Au secours, la « TVA sociale » revient ! (ou quand Manuel valse avec le Medef)

Dans le numéro 642 de Respublica, nous attirions l’attention sur le « danger de l’intérieur » que représenterait, pour la gauche, la fiscalisation des prélèvements sociaux proposée par le PS. Mais il est toujours possible de faire pire, comme le prouve la Tribune Libre signée Manuel Valls et Jean-Marie Le Guen, parue dans le Monde du 14 octobre dernier.Reprenant « sans tabou » un thème de la droite et du MEDEF, ces deux socialistes proposent ni plus ni moins : « une augmentation de la TVA, en substitution d’une part des charges sociales payées par l’employeur (…) ». Bref : une « baisse du coût du travail » pour « améliorer (…) la compétitivité » des entreprises –traduisons : pour rétablir les profits. La lutte des classes, ou Robin des Bois à l’envers…

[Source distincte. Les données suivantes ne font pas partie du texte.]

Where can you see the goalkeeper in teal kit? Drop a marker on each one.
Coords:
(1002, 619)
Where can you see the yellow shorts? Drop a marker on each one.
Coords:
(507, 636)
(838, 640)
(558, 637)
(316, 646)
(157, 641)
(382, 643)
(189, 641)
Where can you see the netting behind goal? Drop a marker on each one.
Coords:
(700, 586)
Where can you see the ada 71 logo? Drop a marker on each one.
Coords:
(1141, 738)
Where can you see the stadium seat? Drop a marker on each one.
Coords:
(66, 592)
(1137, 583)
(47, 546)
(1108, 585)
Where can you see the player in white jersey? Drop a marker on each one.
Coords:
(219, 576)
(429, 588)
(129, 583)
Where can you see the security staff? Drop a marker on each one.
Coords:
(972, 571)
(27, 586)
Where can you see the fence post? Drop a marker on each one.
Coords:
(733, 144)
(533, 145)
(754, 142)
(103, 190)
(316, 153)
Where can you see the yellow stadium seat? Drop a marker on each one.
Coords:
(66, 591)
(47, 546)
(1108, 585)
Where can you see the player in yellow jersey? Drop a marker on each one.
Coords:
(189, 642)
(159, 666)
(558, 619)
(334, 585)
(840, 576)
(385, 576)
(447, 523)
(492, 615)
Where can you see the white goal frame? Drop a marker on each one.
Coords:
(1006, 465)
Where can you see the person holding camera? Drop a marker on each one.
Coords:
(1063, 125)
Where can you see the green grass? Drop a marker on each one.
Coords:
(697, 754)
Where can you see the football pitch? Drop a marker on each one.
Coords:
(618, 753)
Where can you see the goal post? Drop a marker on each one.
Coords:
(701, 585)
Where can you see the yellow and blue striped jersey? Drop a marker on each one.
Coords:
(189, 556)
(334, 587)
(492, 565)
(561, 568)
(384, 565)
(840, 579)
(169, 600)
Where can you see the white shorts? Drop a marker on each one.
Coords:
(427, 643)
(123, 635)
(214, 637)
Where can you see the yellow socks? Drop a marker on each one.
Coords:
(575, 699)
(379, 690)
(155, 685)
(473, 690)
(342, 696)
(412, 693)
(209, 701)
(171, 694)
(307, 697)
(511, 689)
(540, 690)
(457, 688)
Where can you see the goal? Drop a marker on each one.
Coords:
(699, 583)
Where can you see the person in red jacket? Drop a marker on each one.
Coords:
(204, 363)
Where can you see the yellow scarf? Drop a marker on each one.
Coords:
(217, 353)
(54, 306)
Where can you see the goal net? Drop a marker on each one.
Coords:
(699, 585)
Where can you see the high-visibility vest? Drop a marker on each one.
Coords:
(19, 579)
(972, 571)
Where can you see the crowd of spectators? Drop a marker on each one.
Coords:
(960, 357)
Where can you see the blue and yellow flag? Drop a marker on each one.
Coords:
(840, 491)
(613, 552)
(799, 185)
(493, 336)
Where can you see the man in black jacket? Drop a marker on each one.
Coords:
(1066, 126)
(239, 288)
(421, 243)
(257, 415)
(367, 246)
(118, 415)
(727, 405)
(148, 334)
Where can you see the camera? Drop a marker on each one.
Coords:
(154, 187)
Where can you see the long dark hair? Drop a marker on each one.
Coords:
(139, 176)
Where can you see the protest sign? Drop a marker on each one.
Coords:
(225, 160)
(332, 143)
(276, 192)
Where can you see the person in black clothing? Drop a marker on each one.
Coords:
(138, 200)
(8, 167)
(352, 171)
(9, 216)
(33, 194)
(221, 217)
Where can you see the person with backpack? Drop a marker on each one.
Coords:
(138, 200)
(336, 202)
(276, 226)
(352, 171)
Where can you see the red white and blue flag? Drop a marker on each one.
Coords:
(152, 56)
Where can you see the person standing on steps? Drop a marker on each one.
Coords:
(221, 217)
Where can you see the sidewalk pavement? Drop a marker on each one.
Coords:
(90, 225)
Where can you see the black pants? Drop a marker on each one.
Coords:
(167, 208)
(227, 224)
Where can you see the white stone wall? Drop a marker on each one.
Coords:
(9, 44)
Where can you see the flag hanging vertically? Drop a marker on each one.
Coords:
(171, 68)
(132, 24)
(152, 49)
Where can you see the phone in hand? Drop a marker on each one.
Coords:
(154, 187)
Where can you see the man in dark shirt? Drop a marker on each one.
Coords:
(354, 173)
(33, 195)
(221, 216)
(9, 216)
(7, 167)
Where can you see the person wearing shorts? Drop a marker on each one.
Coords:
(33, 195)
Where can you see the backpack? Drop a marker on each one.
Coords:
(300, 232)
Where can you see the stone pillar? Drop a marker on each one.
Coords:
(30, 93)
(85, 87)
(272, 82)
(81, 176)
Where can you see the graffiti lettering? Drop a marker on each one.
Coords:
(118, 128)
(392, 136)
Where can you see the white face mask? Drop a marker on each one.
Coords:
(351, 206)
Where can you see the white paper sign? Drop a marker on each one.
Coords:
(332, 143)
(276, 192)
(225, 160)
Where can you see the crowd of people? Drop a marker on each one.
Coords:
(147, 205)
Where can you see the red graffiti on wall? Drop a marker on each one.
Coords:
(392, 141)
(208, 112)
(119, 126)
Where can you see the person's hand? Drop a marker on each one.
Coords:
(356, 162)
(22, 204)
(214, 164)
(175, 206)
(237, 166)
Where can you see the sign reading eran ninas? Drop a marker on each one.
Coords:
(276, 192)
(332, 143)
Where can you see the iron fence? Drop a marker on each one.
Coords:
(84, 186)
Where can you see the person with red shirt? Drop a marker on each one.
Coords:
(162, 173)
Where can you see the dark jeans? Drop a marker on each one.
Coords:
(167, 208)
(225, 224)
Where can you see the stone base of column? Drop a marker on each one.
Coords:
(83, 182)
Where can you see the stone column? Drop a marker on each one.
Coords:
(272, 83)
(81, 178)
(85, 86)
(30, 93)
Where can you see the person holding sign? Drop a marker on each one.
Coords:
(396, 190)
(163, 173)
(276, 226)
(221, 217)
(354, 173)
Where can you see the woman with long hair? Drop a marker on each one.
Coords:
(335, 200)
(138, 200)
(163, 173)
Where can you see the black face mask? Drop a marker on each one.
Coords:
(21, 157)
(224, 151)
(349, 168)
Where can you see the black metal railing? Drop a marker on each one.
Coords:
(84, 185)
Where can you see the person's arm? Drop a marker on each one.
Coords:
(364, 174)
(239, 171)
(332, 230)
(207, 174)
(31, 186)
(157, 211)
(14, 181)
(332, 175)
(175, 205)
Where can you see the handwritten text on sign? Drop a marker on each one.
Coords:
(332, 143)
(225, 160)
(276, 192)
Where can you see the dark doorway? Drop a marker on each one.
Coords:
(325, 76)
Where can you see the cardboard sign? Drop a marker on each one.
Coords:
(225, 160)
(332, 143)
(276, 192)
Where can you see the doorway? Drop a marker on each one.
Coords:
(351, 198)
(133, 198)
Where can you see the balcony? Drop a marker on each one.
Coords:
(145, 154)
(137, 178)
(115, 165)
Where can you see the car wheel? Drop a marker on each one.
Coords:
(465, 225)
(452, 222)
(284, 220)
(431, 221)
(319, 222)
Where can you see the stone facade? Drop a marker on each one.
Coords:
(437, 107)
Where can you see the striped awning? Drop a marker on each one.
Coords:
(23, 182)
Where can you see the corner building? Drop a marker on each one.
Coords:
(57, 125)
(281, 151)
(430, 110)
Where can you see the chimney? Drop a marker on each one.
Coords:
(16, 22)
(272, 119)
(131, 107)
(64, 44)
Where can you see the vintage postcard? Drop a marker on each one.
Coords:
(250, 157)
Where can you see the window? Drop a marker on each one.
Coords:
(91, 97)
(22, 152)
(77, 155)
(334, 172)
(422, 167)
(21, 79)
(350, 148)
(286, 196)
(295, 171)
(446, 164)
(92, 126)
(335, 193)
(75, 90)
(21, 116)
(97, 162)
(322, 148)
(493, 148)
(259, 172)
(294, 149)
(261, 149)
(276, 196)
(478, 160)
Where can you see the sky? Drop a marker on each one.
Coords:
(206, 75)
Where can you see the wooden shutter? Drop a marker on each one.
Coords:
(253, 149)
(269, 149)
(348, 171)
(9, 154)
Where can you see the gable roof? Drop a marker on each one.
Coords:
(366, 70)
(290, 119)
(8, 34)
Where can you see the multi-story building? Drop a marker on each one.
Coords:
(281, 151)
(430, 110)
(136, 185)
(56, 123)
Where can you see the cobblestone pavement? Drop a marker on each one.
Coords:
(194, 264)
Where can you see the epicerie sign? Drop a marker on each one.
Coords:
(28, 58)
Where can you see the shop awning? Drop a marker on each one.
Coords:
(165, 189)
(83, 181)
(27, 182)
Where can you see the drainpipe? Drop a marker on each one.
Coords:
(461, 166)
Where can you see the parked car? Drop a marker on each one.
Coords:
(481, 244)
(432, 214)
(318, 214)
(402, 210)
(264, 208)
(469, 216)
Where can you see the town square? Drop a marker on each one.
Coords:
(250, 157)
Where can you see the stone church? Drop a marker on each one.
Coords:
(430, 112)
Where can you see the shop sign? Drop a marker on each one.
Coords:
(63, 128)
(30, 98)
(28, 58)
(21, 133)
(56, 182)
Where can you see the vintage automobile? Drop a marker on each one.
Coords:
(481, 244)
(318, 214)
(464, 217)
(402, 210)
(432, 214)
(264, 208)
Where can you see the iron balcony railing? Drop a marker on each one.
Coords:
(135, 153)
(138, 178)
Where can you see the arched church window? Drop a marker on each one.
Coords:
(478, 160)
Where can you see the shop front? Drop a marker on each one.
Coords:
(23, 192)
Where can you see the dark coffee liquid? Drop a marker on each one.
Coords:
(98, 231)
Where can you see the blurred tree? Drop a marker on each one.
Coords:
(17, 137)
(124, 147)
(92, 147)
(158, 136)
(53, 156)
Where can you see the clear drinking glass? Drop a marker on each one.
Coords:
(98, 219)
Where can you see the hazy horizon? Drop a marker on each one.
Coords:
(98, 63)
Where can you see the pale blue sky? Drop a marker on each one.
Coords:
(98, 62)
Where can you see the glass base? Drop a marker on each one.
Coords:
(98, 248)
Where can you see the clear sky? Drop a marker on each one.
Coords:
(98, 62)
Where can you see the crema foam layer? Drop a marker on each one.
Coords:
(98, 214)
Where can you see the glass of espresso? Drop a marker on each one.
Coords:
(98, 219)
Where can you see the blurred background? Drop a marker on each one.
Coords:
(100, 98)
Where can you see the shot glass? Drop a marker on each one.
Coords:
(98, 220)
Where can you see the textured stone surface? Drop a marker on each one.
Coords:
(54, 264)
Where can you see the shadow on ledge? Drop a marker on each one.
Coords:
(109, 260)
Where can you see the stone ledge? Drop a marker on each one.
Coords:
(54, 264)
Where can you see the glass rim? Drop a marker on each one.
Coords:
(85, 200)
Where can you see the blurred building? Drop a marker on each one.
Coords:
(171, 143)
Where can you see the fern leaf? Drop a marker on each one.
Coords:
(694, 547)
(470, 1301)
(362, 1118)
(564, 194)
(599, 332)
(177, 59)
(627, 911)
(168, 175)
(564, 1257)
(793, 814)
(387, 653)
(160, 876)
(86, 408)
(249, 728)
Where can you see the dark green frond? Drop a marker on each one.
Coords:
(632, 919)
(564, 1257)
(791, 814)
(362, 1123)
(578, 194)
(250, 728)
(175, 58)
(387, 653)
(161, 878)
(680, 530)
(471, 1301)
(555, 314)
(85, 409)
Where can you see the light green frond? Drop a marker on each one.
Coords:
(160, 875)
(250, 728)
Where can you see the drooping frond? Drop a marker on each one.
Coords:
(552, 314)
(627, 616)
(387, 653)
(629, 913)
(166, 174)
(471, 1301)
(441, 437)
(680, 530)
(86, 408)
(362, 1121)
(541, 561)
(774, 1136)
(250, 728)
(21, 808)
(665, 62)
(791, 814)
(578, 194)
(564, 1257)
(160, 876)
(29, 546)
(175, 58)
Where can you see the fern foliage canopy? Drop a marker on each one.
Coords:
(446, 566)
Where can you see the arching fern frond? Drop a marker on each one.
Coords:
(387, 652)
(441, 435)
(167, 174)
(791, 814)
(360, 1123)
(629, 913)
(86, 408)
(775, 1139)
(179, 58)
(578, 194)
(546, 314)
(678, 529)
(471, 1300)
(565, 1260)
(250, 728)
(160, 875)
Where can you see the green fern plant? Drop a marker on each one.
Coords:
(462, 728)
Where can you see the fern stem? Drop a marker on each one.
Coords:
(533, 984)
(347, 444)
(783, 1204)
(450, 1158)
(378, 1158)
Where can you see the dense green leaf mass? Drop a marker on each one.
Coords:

Renvoyons donc à l’analyse faite dans Respublica n° 642, en en remettant une petite couche : l’origine des « déficits sociaux », c’est le partage inégal de la valeur ajoutée, la part du capital s’accroissant au détriment de celle du travail (salaires + protection sociale). Le chômage en est une des causes, mais pas la seule, puisque les gouvernements de gauche et de droite n’ont cessé de baisser les cotisations patronales (au nom justement de la « compétitivité » !).

Donc, pour sortir de là, pas besoin d’avoir fait l’X pour conclure qu’il faut affecter une part plus grande du PIB (la richesse produite, somme des valeurs ajoutées) à la protection sociale. Erreur, nous disent Valls et Le Guen : il faut donner encore plus au capital, et faire payer le tout par l’impôt indirect !
Ces « camarades des patrons » (comme les Allemands avaient baptisé le chancelier social-démocrate Schroeder) entonnent la rengaine du « libéralisme pour les Nuls » : « crise de l’Etat providence », « prélèvements obligatoires », « déficits publics », « mondialisation », tous épouvantails chargés d’éviter au bon peuple la réflexion, et de l’inciter à la soumission. Par les temps de manifs qui courent, on leur souhaite bien du plaisir. Cerise sur le gâteau, ils se réclament hardiment de la « justice » !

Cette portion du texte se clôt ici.